A research review from Julie Wiebe

"My review here is not intended to substitute for a full read of the article. However, in short they found that women with self-reported urinary urgency and frequency had significantly weaker hip external rotators and abductors than their case matched controls (measured by hand-held dynamometry). In addition, NO significant differences in pelvic floor strength and endurance were detected between those with and without symptoms (measured via vaginal squeeze pressure with perineometer). These results are consistent with other studies that have shown hip musculature weakness in women with stress urinary incontinence (SUI), in conjunction with no difference in the strength of the pelvic floors between those with or without SUI."

"The authors discussion made some great suggestions to help explain their findings that warmed my heart, as someone who has been looking outside the pelvis for solutions for a long time! In particular, they noted that studies similar to this one examine ONLY force production of the pelvic floor, while in clinical practice and interventional studies other variables are addressed and taken into consideration:


“Among PFM training programs is a wide variety in emphasis on improving parameters of PFM performance including strength, endurance, power, muscle tone, coordination, motor control, flexibility, and myofascial pain….” (Foster, 2021, pg 133).


AMEN! It is exciting to have more and more support for looking at other variables in pelvic health considerations. When we look to go beyond pelvic floor strengthening, a new world of integrated treatment options opens up for all us!

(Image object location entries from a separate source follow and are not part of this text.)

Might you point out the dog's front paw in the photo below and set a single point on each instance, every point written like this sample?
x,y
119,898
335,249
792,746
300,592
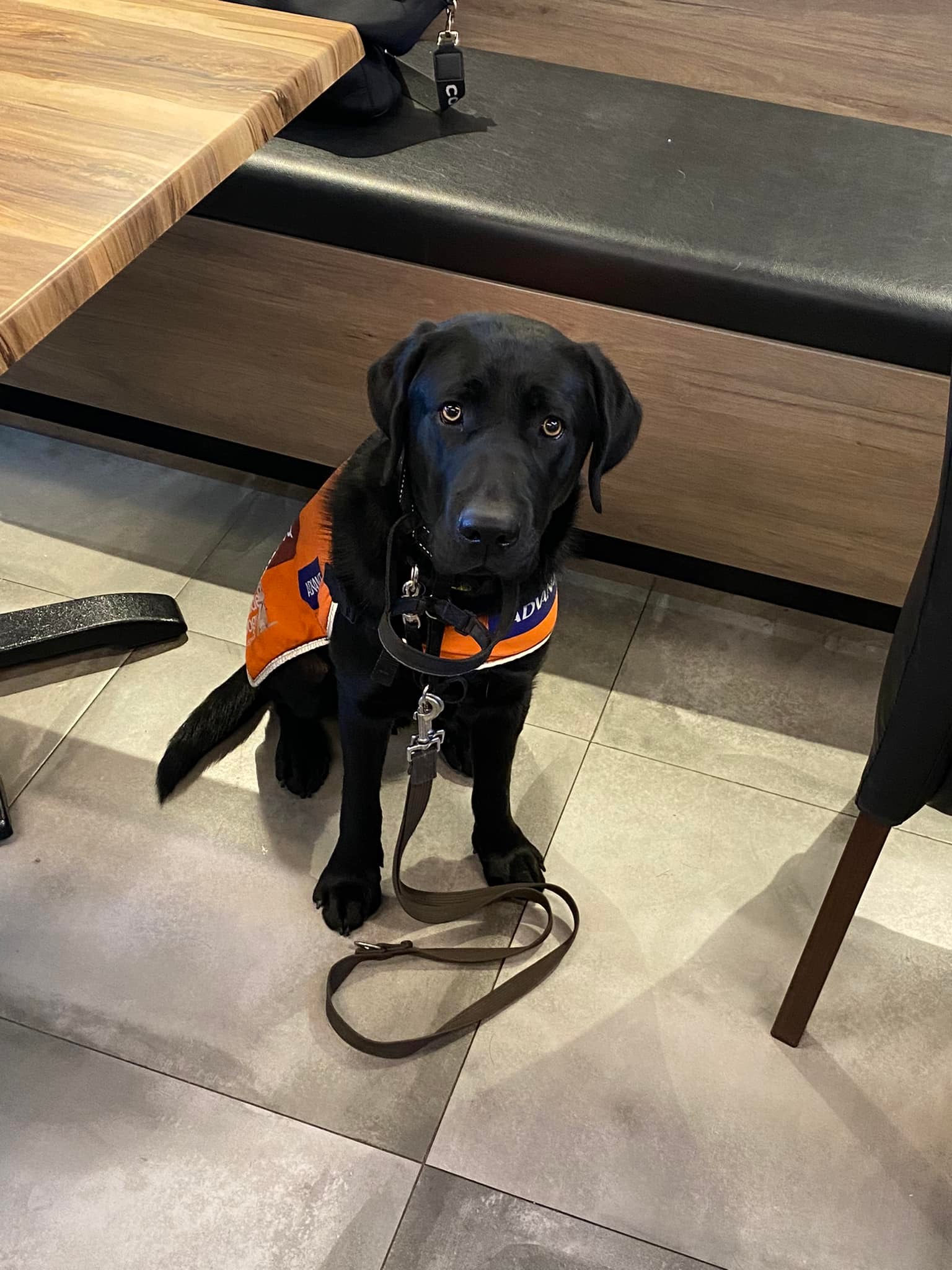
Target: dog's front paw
x,y
517,863
347,901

One finding that did not get a lot of attention in the discussion, but makes me go hmmmm*, were the UCLA Activity scores of those with and without symptoms. While they found a similar range of activity levels between those with and without symptoms, the median activity level for those with symptoms was on the more vigorous end of the scale. The sample size was not big enough to draw definitive conclusions. However, it is interesting to me and I’d like to know more about that relationship. Makes me go hmmmm....?


If some of the women with symptoms are involved in more vigorous activity how’d they get weak hips? I am fond of looking at HOW women move/run/lift to help answer that question. But does this study offer support for another thought process, too? As evidence grows to show the interrelationship and interdependence of the hip and pelvic musculature, is the absence of HIP strength, endurance, power, motor control, etc. asking more of the pelvic floor to pull off pelvic-hip movement patterns. This could lead to the over-recruitment patterns we see in women with urgency and frequency (and the other components of that symptom cluster noted above). I offer that interdependence as an intervention strategy demonstrating a movement based solution to help balance that hip and pelvic muscular interrelationship for a female athlete, not just strengthen components of the complex.

Lots to think about and great takeaways here! I am so grateful to those who are pursuing new questions for women!"